De fato, a nossa tecnologia ainda não é tão poderosa a ponto de conseguir proporcionar o experiências físico-afetivas àqueles que exploram os museus virtualmente. Luise Malmaceda diz que “ao mesmo tempo que vemos potencial no uso da tecnologia — que muitas vezes foi negligenciado por museus e instituições culturais — a gente também se depara com os limites dessas tecnologias e vemos que, além de serem um pouco cansativas, elas também não dão conta de obras que realmente exigem uma experiência física e corporal”.

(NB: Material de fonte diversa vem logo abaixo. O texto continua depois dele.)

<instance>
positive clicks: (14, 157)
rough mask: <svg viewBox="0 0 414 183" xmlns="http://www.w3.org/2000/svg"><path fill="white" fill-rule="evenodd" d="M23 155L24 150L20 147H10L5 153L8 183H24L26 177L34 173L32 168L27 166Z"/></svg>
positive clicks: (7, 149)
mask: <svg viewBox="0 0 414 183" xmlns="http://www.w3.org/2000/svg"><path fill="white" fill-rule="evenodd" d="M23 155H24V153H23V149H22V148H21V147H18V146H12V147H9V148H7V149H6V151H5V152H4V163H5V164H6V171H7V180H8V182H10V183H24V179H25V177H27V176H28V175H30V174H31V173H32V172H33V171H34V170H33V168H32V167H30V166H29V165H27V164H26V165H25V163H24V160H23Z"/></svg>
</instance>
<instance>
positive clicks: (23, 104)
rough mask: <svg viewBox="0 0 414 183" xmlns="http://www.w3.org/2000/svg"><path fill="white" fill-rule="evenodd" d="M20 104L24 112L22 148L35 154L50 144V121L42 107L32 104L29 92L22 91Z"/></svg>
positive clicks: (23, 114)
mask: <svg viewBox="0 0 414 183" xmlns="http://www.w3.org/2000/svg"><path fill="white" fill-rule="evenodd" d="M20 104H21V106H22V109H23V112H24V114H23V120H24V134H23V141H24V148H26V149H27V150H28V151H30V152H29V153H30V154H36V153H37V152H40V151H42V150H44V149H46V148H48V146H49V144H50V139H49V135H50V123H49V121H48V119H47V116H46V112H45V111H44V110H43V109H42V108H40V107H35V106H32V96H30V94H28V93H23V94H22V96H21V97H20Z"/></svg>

Além disso, vemos que ela não comporta determinados fatores que também são importantes: o afeto. Maria Fernanda Lassalvia, que está tocando seu projeto remotamente, diz que o maior problema de realizar seu trabalho durante o distanciamento social é transmitir o mesmo carinho às crianças que era transmitido presencialmente. “De um dia para o outro nossas aulas, que eram presenciais, foram canceladas e tivemos que nos reinventar e começar a dar aulas online. Um desafio bem grande, pois acreditamos que o afeto é super importante no processo”.


Inevitavelmente, acaba sendo muito mais impactante visitar um museu ou local histórico fisicamente do que pela tela do computador. “As artes visuais demandam contato direto com as obras; esse fato não foi alterado anteriormente, por exemplo, com a disseminação de fotografias de obras de arte em redes sociais, que poderiam facilmente ter suprimido essa necessidade”, diz Felipe Chaimovich.


“As pessoas têm sede de experimentar as coisas ao vivo” — Luiza Adas

Diante disso, após a quarentena, é provável que as exposições e museus sejam ainda mais valorizados e frequentados. Porém, é de suma importância que os administradores e curadores tenham em mente o fato de que a tecnologia possui um papel quase que indispensável na sociedade contemporânea. É importante que reconheçam a necessidade de seu uso como uma ferramenta básica para a maior captação de público e também para o maior envolvimento entre arte e indivíduo, proporcionando ao espectador uma experiência muito mais imersiva, participativa e interessante.


Do contrário, é muito mais viável que, futuramente, as pessoas passem a optar por visitar museus virtualmente, já que é garantida uma série de oportunidades gratuitas e interativas com apenas alguns cliques. Instituições culturais extremamente importantes do mundo todo estão na internet. Ficou claro que o acesso à arte não está vinculado necessariamente ao contato físico com um museu. É capaz que comecem a questionar a verdadeira utilidade de viajar até determinado local, enfrentar filas e multidões ou pagar o preço de um ingresso. A partir de agora, os museus devem procurar oferecer motivos mais cativantes para a visitação presencial de seu acervo — visualizar uma obra de arte, com a tecnologia que temos hoje, pode facilmente ser feito no sofá da própria casa.